A comprehensive multiparameter flow cytometry panel for immune profiling and functional studies of frozen tissue, bone marrow, and spleen

Abstract

Flow cytometry (FC) is a highly informative technology that can provide valuable information about immune phenotype monitoring and immune cell states. However, there is a paucity of comprehensive panels developed and validated for use on frozen samples. Here, we developed a 17-plex flow cytometry panel to detect subtypes, frequencies, and functions of different immune cells that can be leveraged to study the different cellular characteristics in different disease models, physiological, and pathological conditions. This panel identifies surface markers to characterize T cells (CD8⁺, CD4⁺), natural killer (NK) cells and their subtypes (immature, cytotoxic, exhausted, activated),natural killer T (NKT) cells, neutrophils, macrophages (M1 (pro-inflammatory) and M2 (anti-inflammatory)), monocytes and their subtypes (classical and non-classical), dendritic cells (DC) and their subtypes (DC1, DC2), and eosinophils. The panel was designed to include only surface markers to avoid the necessity for fixation and permeabilization steps. This panel was optimized using cryopreserved cells. Immunophenotyping of spleen and bone marrow using the proposed panel was efficient in correctly differentiating the immune cell subtypes in inflammatory model of ligature-induced periodontitis, in which we found increased percentage of NKT cells, activated and mature/cytotoxic NK cells in the bone marrow of affected mice. This panel enables in-depth immunophenotyping of murine immune cells in bone marrow, spleen, tumors, and other non-immune tissues of mice. It could be a tool for systematic analysis of immune cell profiling in inflammatory conditions, systemic diseases, and tumor microenvironments.

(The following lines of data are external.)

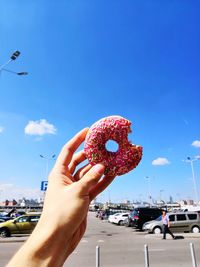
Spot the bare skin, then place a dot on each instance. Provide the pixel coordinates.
(64, 217)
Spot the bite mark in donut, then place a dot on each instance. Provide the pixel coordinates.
(114, 128)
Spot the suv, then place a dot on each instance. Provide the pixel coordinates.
(179, 222)
(141, 215)
(21, 225)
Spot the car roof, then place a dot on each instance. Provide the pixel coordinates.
(182, 212)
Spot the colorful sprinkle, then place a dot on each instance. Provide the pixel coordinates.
(114, 128)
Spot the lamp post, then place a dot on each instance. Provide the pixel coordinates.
(47, 162)
(189, 160)
(161, 190)
(13, 57)
(149, 190)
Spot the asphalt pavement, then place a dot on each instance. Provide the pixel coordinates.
(120, 247)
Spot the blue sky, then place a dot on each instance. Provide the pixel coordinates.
(91, 59)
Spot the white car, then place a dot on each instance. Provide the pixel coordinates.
(118, 218)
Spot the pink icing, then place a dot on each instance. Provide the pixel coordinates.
(114, 128)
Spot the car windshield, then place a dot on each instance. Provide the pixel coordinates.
(159, 218)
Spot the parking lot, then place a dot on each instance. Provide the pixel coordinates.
(119, 246)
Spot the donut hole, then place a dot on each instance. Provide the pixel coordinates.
(112, 146)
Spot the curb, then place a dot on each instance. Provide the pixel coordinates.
(12, 240)
(159, 236)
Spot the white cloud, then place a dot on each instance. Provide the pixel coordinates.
(1, 129)
(40, 127)
(196, 143)
(160, 162)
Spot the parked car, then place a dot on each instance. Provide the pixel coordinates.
(119, 218)
(110, 217)
(179, 222)
(5, 218)
(21, 225)
(141, 215)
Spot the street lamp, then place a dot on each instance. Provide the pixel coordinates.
(189, 160)
(13, 57)
(47, 162)
(149, 190)
(161, 190)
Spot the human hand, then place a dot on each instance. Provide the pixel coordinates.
(63, 220)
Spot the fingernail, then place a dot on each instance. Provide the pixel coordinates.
(99, 168)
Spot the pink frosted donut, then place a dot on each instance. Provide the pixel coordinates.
(114, 128)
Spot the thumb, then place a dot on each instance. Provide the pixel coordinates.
(92, 177)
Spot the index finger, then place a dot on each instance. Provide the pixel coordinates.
(70, 147)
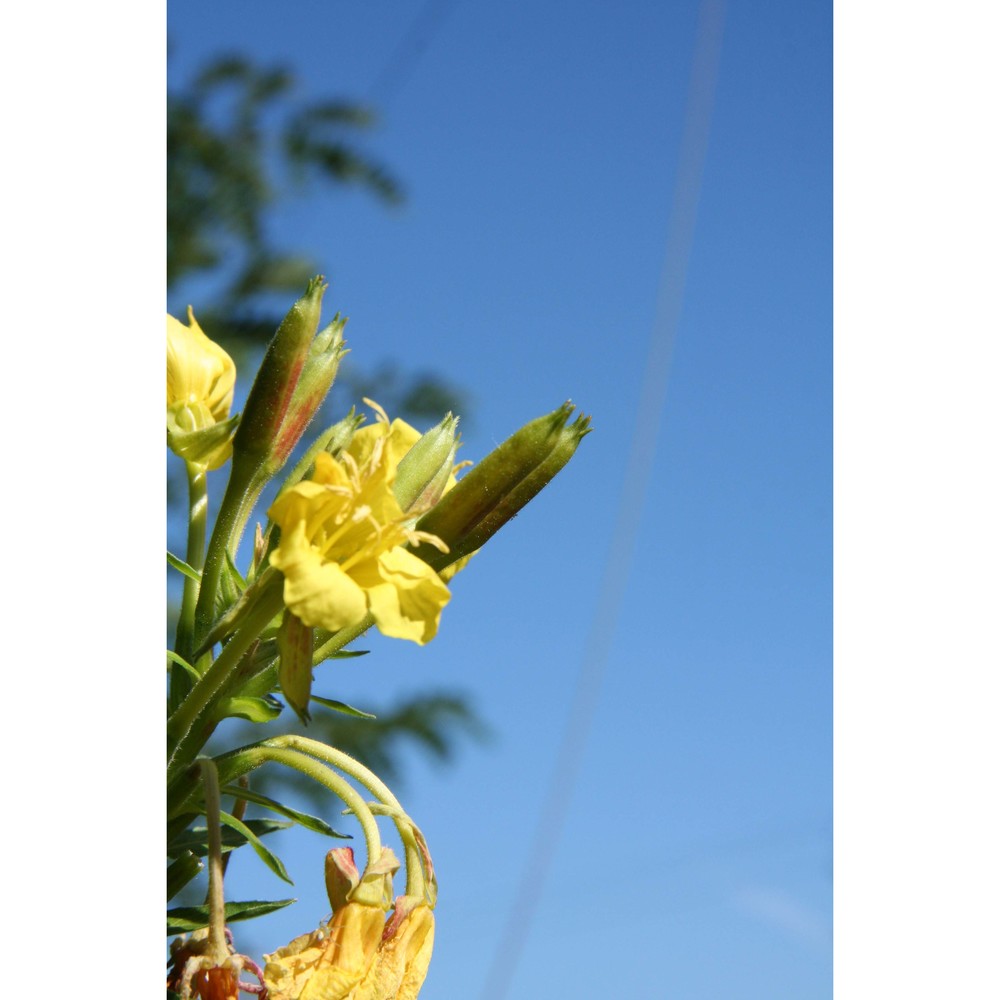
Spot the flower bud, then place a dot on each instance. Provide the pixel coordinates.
(274, 387)
(424, 471)
(200, 379)
(500, 485)
(295, 645)
(333, 961)
(317, 376)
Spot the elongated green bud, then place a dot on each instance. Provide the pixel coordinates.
(314, 383)
(499, 486)
(278, 376)
(295, 644)
(423, 473)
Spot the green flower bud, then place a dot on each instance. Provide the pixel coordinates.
(423, 474)
(278, 376)
(317, 376)
(295, 644)
(498, 487)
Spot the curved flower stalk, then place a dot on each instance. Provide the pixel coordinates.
(358, 954)
(368, 529)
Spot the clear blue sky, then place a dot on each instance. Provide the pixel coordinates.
(539, 145)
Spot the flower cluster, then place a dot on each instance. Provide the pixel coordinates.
(358, 954)
(368, 529)
(343, 534)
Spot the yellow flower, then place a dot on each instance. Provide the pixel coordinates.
(358, 955)
(200, 380)
(342, 536)
(327, 964)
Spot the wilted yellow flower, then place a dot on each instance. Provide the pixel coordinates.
(200, 380)
(342, 536)
(358, 955)
(330, 963)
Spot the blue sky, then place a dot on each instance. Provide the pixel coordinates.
(539, 145)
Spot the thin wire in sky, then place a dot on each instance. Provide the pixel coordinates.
(680, 234)
(404, 57)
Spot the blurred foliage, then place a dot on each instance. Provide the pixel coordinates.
(433, 724)
(239, 142)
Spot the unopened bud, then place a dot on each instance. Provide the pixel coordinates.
(317, 376)
(499, 486)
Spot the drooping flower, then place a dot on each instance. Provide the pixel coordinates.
(342, 536)
(200, 380)
(358, 955)
(403, 955)
(330, 963)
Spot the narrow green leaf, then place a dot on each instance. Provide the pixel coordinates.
(313, 823)
(271, 860)
(184, 919)
(183, 567)
(252, 709)
(339, 706)
(196, 839)
(185, 868)
(181, 662)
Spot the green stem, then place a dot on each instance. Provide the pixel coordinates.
(341, 638)
(218, 950)
(182, 725)
(237, 504)
(195, 556)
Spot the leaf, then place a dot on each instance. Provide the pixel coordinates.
(339, 706)
(271, 860)
(196, 839)
(184, 919)
(251, 709)
(185, 868)
(313, 823)
(181, 662)
(182, 567)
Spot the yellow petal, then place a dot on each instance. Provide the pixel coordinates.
(327, 965)
(400, 966)
(407, 601)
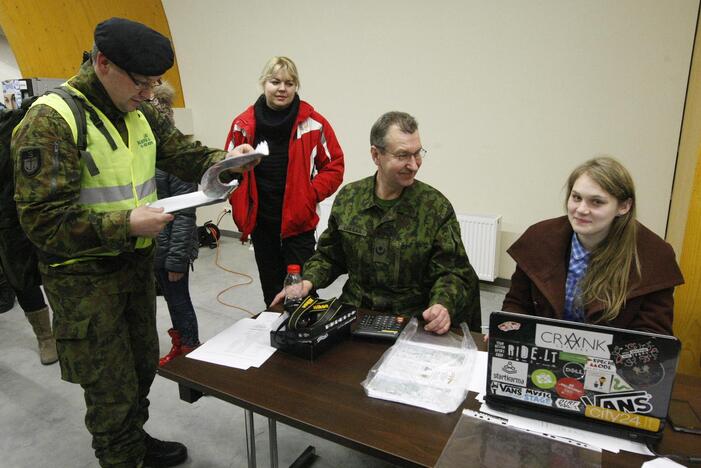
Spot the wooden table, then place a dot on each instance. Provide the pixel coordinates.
(325, 398)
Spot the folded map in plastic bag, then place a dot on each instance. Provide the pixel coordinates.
(213, 190)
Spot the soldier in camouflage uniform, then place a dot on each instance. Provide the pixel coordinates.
(97, 260)
(397, 238)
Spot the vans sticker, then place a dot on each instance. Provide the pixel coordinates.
(628, 402)
(510, 391)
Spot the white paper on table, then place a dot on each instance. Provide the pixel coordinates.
(244, 344)
(478, 377)
(661, 463)
(605, 442)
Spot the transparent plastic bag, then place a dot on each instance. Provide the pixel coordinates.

Keywords: Immune profiling; Multi-color flow cytometry; Phenotypic analysis; Tumor immune cells.

Fig. 1.

Fluorescence minus one (FMO) compensation. FMOs were performed for each antibody and used for negative control when setting the gate for target populations to facilitate accurate sorting. The top row are the FMOs staining and the bottom row is the full staining. We can observe the absence of staining in FMOs.

Fig. 2.

Gating strategy for BM cells isolated from ligature-induced periodontitis mouse. Firstly, we identified the single cells and live lymphocytes with CD45 and Zombie Aqua^™ markers in the BM of healthy mice. A) We gated over TCRβ and from the TCRβ⁺ population, we identified CD4⁺ T cell, DN T cell, DP T cell, and CD8⁺ T cell based on the CD4 and CD8 surface markers. B) From CD45⁺Zombie Aqua^™- population, we gated over TCRβ and NK1.1 and identified NK (TCRβ⁻NK1.1⁺) and NKT (TCRβ⁺NK1.1⁺) cells. Further stratification of the NK cell population by level of CD11b is performed to differentiate cytotoxic NK cells (CD11bhigh NK) and immature NK cells (CD11blow NK). The activation and exhaustion of NK cells were marked by the presence of CD69 and TIGIT. C) From CD45⁺Zombie Aqua^™- a population we gated over various markers to stratify hematopoietic cells. Neutrophils are defined as Ly6G⁺CD11b⁺ and from the Ly6G⁻CD11b⁺ subset, we further stratified macrophages and monocytes. M1 macrophage is defined as CD80⁺CD206⁻ while M2 macrophage is defined as CD80⁻CD206⁺. Monocytes were stratified according to surface Ly6C expression into inflammatory monocytes (Ly6C⁺) and noninflammatory monocytes (Ly6C⁻). The eosinophils were defined as SigliecF⁺CD11b⁺.

Fig. 3.

The panel was able to demonstrate high capacity for detection of difference in the frequency of cell populatins including NKT cells, NK cells, and NK activation and mature states in BM of ligature induced periodontitis versus health. A) Representative images of current validated panel in the spleen (Naïve), bone marrow (health), and bone marrow isolated from ligature-induced periodontitis model. B.C·D) statistically significant increase in NKT, activated NK (CD69⁺), and mature NK (CD11b⁺) cells in BM in ligature-induced periodontitis model. Results are representative of 12 biolgical replicates (n = 6 per goup). Parametric Students' t-test was used for statistical analysis. ** indicates P < 0.01 and * indicates P < 0.05. ** indicates P < 0.01 and * indicates P < 0.05.